One such delay is how the financial industry is
gathering entity information during the exchange of a transaction.  Instead of
traditional electronic data gathering methods, this area is still dominated by
paper documents. Globally, bills of landing, letters of credit, and other
documents are utilised in this area instead of open account transactions as
organisations view them as guaranteed trade financing tools. Therefore, unlike
other bank operations that implement digital data gathering methods, trade
finance has allowed entities to circumvent traditional anti-money laundering
(AML) screening in account on-boarding and payments. 

governments and transnational institutions are pushing financial organisations
to do more to prevent trade with sanctioned nations.  Iran in particular, is a
country causing the most problems for Middle Eastern banks. It can prove
difficult to flag, research and identify a trade finance transaction which
might include an Iranian beneficiary, especially in a process still dominated
by paper.

It is critical for Middle Eastern compliance professionals
to push their organisations to modernise and digitise the trade finance entity
process to more easily identify transactions which may involve sanctioned
entities.  Without this, financial institutions in the region will continue to
be at high risk of fines or even the threat of losing their banking licences in
the US and Europe.

Goods Compliance

Goods compliance is a newer area of the compliance function, which has only
started to raise red flags quite recently. Compliance officers at Middle
Eastern banks need to look closer at goods compliance, as regulators are
starting to put more pressure on banks to screen all parties involved due to
country sanctions.  When blanket sanctions against a country such as Iran and
North Korea apply, this is a fairly simple process to implement; in short no
transactions, except very tightly defined exceptions around humanitarian or
other types of aide, are allowed when a beneficiary with Iranian and North
Korean ties are involved.  However, screening becomes much more difficult when
you are dealing with goods shipped to countries without blanket sanctions. 

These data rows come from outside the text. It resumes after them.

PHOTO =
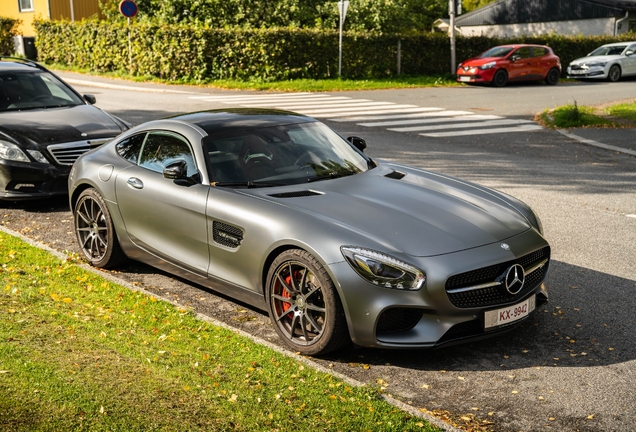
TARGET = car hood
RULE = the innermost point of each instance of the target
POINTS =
(595, 59)
(422, 214)
(58, 125)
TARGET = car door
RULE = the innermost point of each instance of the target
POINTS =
(162, 216)
(520, 65)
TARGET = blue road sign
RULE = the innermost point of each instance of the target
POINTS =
(128, 8)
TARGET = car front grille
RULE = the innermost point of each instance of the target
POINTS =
(67, 153)
(478, 288)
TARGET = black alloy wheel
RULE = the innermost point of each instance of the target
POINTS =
(304, 305)
(94, 230)
(500, 79)
(552, 77)
(614, 73)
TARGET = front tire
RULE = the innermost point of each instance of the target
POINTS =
(304, 305)
(614, 73)
(500, 79)
(95, 232)
(552, 77)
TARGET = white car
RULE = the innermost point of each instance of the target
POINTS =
(609, 62)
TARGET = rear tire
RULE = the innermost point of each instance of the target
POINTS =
(304, 305)
(614, 73)
(552, 77)
(95, 232)
(500, 79)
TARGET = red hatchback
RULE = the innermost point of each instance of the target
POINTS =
(506, 63)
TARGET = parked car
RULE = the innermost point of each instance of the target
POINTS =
(608, 62)
(44, 126)
(277, 210)
(509, 63)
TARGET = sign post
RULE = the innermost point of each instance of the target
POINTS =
(128, 8)
(342, 10)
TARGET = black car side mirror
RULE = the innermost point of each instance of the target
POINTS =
(91, 99)
(358, 142)
(178, 171)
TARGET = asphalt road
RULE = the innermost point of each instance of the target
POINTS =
(572, 365)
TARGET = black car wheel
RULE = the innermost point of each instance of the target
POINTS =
(304, 305)
(500, 79)
(614, 73)
(95, 232)
(552, 77)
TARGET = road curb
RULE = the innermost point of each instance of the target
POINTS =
(596, 143)
(307, 361)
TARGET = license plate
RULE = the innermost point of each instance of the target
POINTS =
(510, 314)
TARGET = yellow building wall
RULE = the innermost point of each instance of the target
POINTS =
(48, 9)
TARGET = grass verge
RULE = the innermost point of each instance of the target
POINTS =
(78, 352)
(575, 116)
(299, 85)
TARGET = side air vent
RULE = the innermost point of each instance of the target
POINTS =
(295, 194)
(227, 235)
(397, 175)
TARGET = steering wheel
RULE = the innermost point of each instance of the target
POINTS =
(38, 97)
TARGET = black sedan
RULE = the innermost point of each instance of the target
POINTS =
(45, 126)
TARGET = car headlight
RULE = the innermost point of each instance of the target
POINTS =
(11, 151)
(488, 65)
(383, 270)
(38, 156)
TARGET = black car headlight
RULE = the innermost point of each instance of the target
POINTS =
(383, 270)
(9, 151)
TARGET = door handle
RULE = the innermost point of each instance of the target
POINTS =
(135, 182)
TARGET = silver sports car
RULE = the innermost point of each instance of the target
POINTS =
(279, 211)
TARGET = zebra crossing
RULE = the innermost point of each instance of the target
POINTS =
(426, 121)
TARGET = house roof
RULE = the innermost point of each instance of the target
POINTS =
(528, 11)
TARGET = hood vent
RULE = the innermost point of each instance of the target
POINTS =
(397, 175)
(226, 235)
(295, 194)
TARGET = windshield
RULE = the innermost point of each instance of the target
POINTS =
(281, 155)
(21, 90)
(496, 52)
(609, 50)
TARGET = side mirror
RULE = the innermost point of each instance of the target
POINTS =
(178, 171)
(91, 99)
(358, 142)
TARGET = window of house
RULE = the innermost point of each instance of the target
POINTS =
(25, 5)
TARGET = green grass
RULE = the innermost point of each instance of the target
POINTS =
(625, 111)
(78, 352)
(304, 85)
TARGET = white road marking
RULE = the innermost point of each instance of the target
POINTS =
(433, 120)
(462, 125)
(523, 128)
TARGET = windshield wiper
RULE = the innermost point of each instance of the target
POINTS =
(248, 184)
(331, 175)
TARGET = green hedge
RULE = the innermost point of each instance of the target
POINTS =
(8, 29)
(190, 53)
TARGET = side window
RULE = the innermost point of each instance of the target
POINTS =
(522, 53)
(539, 52)
(163, 148)
(130, 148)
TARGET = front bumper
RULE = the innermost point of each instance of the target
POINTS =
(381, 317)
(26, 181)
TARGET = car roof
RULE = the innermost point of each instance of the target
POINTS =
(15, 64)
(212, 121)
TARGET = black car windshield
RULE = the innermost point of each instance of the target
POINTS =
(22, 90)
(496, 52)
(608, 50)
(281, 155)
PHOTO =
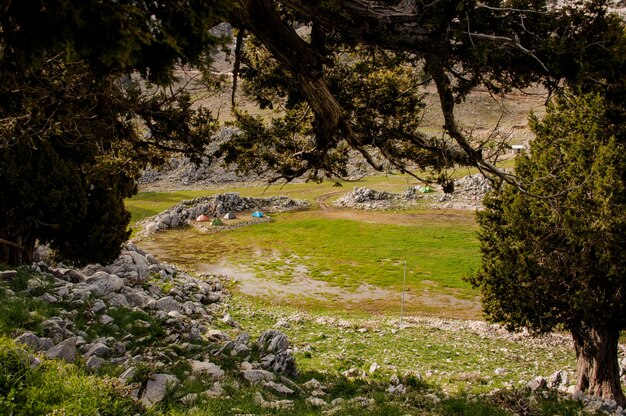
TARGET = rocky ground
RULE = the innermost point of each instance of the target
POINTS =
(468, 193)
(216, 206)
(159, 328)
(172, 318)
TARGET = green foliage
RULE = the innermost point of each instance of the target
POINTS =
(557, 258)
(112, 36)
(55, 387)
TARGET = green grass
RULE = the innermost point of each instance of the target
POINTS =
(456, 358)
(146, 204)
(55, 388)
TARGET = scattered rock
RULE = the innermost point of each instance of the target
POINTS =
(98, 349)
(35, 342)
(156, 388)
(273, 347)
(257, 376)
(205, 367)
(94, 363)
(8, 274)
(65, 350)
(278, 389)
(316, 402)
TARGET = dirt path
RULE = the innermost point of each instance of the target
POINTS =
(322, 201)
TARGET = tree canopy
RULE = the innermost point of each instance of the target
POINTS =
(86, 89)
(559, 261)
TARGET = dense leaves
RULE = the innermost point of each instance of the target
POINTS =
(77, 123)
(555, 259)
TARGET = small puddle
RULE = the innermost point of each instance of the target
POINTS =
(290, 283)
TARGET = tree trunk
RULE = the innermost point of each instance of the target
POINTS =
(597, 366)
(18, 252)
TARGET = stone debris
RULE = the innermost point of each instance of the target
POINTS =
(156, 388)
(468, 193)
(275, 354)
(65, 350)
(217, 206)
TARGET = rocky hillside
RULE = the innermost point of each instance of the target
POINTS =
(170, 338)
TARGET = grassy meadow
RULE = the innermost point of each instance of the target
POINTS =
(350, 253)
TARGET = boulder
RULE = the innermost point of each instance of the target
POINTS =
(257, 376)
(274, 353)
(101, 283)
(156, 388)
(65, 350)
(94, 363)
(35, 342)
(205, 367)
(98, 349)
(8, 274)
(57, 329)
(168, 304)
(278, 389)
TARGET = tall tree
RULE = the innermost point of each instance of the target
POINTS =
(83, 108)
(556, 259)
(461, 45)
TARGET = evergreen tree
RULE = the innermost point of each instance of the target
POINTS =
(553, 255)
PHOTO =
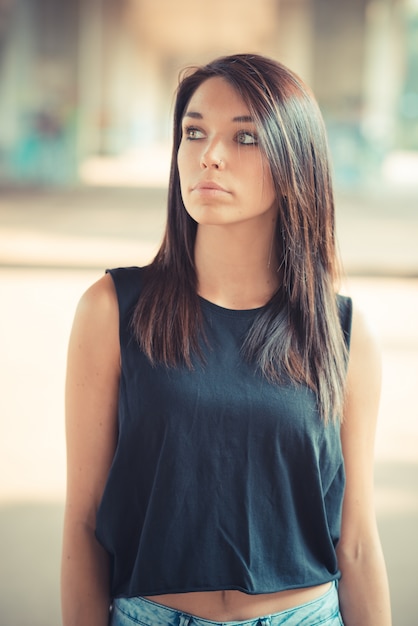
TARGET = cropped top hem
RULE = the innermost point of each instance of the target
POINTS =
(213, 589)
(221, 479)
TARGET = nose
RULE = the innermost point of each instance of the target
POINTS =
(211, 157)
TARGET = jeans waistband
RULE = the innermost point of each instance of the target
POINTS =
(130, 611)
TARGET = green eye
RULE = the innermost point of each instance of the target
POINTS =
(246, 137)
(192, 133)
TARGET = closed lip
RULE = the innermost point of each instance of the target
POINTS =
(209, 185)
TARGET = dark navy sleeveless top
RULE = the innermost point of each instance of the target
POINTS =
(221, 479)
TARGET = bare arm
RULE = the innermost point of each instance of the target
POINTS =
(91, 431)
(363, 589)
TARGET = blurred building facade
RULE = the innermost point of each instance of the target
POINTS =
(90, 82)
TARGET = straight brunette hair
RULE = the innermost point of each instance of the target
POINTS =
(298, 334)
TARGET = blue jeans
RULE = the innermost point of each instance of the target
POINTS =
(323, 611)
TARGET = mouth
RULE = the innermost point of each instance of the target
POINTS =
(208, 186)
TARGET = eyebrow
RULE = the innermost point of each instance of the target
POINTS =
(239, 118)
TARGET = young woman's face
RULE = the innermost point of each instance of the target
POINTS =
(224, 176)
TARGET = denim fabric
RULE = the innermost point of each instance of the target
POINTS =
(323, 611)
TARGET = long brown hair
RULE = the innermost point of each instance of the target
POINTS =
(298, 333)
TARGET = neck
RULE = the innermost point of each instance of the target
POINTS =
(236, 268)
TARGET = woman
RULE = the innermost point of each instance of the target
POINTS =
(221, 402)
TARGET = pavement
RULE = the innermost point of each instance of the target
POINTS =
(53, 245)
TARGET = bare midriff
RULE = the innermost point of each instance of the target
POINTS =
(225, 606)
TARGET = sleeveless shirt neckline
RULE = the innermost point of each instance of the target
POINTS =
(236, 313)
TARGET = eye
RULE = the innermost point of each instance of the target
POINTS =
(247, 138)
(192, 133)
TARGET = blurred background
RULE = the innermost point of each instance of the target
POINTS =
(86, 95)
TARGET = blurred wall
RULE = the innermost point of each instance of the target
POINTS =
(90, 82)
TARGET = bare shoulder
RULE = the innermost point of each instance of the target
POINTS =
(99, 300)
(363, 384)
(364, 364)
(96, 319)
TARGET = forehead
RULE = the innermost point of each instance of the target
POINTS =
(217, 95)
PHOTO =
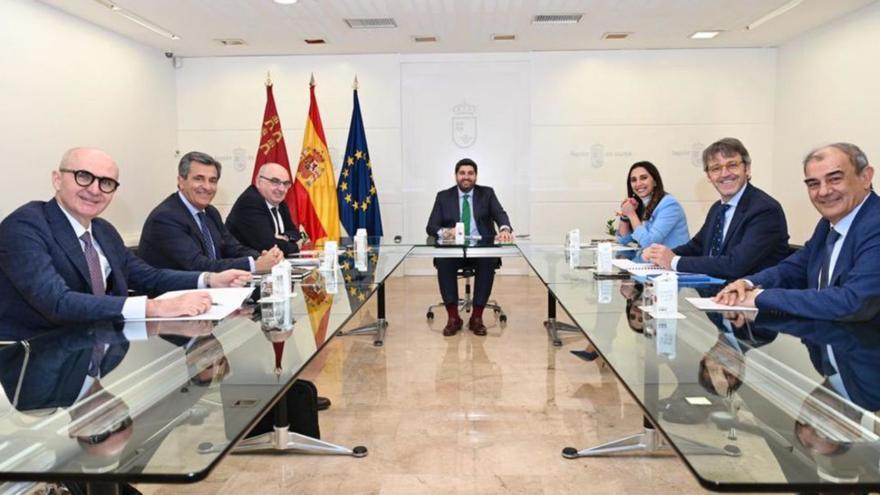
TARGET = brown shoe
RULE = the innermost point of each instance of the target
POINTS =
(475, 324)
(453, 325)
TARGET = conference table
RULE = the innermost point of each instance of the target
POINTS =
(748, 404)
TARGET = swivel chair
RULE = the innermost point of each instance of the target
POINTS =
(466, 303)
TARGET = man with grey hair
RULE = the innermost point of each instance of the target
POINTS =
(836, 276)
(186, 232)
(743, 233)
(260, 219)
(61, 264)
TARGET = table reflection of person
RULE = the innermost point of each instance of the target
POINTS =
(722, 367)
(632, 292)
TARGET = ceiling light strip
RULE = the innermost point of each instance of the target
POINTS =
(775, 13)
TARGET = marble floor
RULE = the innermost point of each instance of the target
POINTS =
(464, 414)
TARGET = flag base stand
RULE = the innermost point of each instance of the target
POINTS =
(379, 326)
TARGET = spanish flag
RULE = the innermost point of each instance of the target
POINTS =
(315, 185)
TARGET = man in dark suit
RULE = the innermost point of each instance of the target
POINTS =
(260, 219)
(478, 208)
(61, 264)
(836, 276)
(186, 233)
(743, 233)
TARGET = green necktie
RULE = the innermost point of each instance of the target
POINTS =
(466, 215)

Within most systems that compliance officers have access to, the
ability to get this information is likely not available.  The main issue for
Middle East banks in the trade finance realm is that government regulators are
increasingly looking to the institutions to help monitor these shipments
instead of relying solely on shipping agents to do so.  Also, as the
underwriters of credit for these shipments, banks are now ‘on the hook’ should
anything go awry.

Criminal gangs operating globally cause further
issues for banks, capitalising on the huge sums of money flowing through the
trade finance industry and inefficient processes to defraud, evade taxes and
launder money through the system in highly complicated ways.  Just as account
on-boarding, wires and payments were manipulated over a decade ago, trade
finance is now the ‘go to’ area for these types of activities and so Middle
East compliance officers should be wary.

Globally, the compliance
industry is recognising that this function is more complicated and more
integral than ever in the day-to-day operations of a bank.  From on-boarding,
to payments, to credit risk and now trade finance, the Middle East compliance
officer must have intimate knowledge of all aspects of the bank.  Along with
this, they must have access to the tools and data necessary to effectively
monitor report and enable compliance for the bank.